The Marvont Group: A Short Review on Asset Protection Trust



As your leading source of information regarding asset protection, the Marvont Group simply defined asset protection trust as any trust used to safeguard assets from creditor attack. Normally, an asset protection trust is set up in an offshore jurisdiction, even though assets will usually remain in the United States under the indirect control of the settlor – or the person establishing the trust.

These trusts are normally structured so that: they are irrevocable for a term of years and the settlor is not a current beneficiary; they are treated as domestic grantor trusts for tax purposes, even if they are “foreign trusts”; and the undistributed assets of the trust are returned to the settlor upon termination of the trust, given there’s no current possibility of creditor attack, thus allowing the settlor to recover complete control over the previously protected assets.

Furthermore, the Marvont Group described asset protection in several ways, such as it is: an effective tool to resolve or prevent litigation; a method to keep the ownership of assets completely confidential; an alternative to traditional prenuptial agreements; a hedge against possible exchange controls; a tool to protect pension assets and give an insolvent debtor a fresh start; an ideal approach to avoid forced heirship laws that are common in Europe; and a way to internationalize investment and hedge against governmental instability.

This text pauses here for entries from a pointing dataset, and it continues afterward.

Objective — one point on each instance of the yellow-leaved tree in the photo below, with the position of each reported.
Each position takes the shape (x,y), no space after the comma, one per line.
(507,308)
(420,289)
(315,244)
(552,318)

Previous reviews show that there are numerous techniques that can be used to protect various types of assets. Most are suitable for every person and are based on common sense, while others are suited to wealthy or soon-to-be-wealthy individuals.  Asset protection techniques vary on both the location and type of property.

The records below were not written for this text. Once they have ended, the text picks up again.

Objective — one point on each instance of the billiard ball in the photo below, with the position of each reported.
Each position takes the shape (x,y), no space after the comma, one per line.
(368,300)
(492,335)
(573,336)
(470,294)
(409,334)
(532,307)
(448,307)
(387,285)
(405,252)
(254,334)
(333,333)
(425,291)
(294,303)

What is common to all asset protection techniques is that they make it harder for a creditor to either find or take the assets. With a properly constructed asset plan that might include an asset protection trust and a family limited partnership, a person can legitimately put a significant part of his assets from the reach of judgment creditors and still retain substantial control over those protected assets.

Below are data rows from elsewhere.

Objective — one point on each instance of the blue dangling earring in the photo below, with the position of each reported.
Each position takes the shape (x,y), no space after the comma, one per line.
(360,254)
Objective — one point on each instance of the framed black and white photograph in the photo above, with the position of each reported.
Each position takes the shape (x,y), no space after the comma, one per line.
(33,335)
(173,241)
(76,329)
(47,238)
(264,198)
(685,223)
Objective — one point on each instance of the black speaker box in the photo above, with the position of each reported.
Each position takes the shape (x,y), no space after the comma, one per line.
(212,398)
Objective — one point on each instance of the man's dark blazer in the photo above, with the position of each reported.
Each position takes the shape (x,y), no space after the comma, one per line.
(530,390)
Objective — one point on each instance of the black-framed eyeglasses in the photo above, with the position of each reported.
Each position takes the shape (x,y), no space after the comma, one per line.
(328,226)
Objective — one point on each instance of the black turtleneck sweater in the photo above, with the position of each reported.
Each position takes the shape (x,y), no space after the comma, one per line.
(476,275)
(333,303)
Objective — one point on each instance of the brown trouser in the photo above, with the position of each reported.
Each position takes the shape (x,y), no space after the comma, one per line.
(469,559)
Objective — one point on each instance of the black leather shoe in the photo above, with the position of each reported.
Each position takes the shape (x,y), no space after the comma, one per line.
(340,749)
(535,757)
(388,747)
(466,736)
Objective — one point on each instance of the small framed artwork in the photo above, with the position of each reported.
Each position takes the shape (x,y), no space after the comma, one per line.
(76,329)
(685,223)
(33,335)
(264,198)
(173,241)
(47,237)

A properly implemented asset protection approach minimizes the size of the target the plaintiff’s attorney is aiming for. As soon as the plaintiff’s attorney is sure that any judgment will be hard or perhaps not possible to collect, his determination fades because he’s not likely to be paid for his work. For those who wonder what the main effect of a carefully constructed plan, it is the elimination of the plaintiff’s economic incentive to litigate.

Based on a review made by The Marvont Group, an asset protection trust with a citizen or resident of the United States and soon to offer in Tokyo, Japan as the settlor is normally structured to become tax neutral. In particular, due to the settlement of an asset protection trust, no further income, estate, gift or excise tax should be due. The trust shouldn’t be also expected to save taxes. It’s also wise to note that a foreign trust can’t be legally or safety utilized to hide income from the long arm of the U.S. Department of the Treasury regardless of the almost complete confidentiality it offers.

If you’re a U.S. citizen/resident and considering an asset protection trust, the Marvont Group suggests that have it implemented by a genuine tax expert with extensive experience. Remember that if you’re ever told that an asset protection trust, or any foreign trust, could save you income taxes, then you’re getting a negative advice and perhaps being asked to commit a crime as you go along.